Hillbilly Housewife, a Web site that's undergone a rebirth in the last year or so, has a recipe for a milkshake that tastes just like a Frosty, host Susanne assures us. Bonus: You don't need ice cream.

"With this recipe we can have delicious frosty milkshakes for a fraction of the cost of those using ice cream. And all the ingredients are on the pantry shelf," Susanne writes.

The contents are ice water and ice cubes, powdered milk, sugar, cocoa, vanilla and -- here's the surprise -- 2 tablespoons of corn oil plus a five-second squirt of nonstick spray. (For variations, please read the post.)

Those last two ingredients have caused a bit of a stir.
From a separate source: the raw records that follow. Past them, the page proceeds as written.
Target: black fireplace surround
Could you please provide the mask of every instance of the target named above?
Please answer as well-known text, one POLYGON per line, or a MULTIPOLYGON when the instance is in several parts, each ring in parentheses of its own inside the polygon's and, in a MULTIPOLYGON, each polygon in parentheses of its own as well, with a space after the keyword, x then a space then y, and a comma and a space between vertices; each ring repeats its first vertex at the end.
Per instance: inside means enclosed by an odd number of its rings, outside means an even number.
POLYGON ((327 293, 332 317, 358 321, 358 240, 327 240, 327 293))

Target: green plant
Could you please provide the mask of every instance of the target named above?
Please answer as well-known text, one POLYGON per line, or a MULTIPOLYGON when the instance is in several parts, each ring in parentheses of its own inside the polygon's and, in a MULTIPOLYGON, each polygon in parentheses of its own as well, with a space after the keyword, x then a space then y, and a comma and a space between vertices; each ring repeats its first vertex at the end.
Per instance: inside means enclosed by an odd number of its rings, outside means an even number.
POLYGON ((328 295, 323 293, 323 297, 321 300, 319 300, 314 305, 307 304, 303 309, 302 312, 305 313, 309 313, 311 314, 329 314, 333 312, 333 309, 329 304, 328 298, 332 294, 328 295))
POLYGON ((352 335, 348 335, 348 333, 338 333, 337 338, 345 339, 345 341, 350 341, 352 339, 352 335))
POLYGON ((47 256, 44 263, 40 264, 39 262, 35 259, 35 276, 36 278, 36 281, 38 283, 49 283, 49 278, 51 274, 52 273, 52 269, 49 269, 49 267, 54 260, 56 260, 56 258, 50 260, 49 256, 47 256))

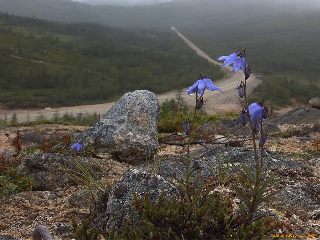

In fact, this is the only recipe we've seen online that's followed by "a long rant" in response to readers' e-mails. If you're bothered about adding the oil and spray, take a look at labels on other foods in your house. Mayonnaise and coffee creamer are good examples.

"Let me make things clear. Fat makes things creamy," Susanne writes. "It may seem weird to add vegetable oil to a beverage, but manufacturers do it all the time."
Comments

 

We make HBHW's magic milkshakes at home all the time (mainly because we NEVER have any ice cream in the freezer!)  They are really good.  As far as the last two ingredients, I just use whatever oil I happen to have.  Usually olive oil.  

We make milkshakes using milk, banana, vanilla flavoring, honey or sugar and ice cubes.  I just blend these ingredients together and that's it.  These are much healthier and even my picky teenage boys love them.

I have family in MI, and the buying of Mason jars is for canning food now and in the future. An old mayo or pickle jar could be easily used to bury money without the expense of buying jars.

There is a series of "Top Secret Recipes" books that have recipes for really good knock-offs from popular fast-food and actual restaurants.My family absolutely loves the KFC original recipe fried chicken one, except they say mine is better.We actually started using trans-fat free oil and boneless chicken breasts way before KFC did.It freezes really well, too, so I make lots at one time and freeze for future dinners.I also found a crunchwrap(like Taco Bell's) recipe online that was just as good as the original,too.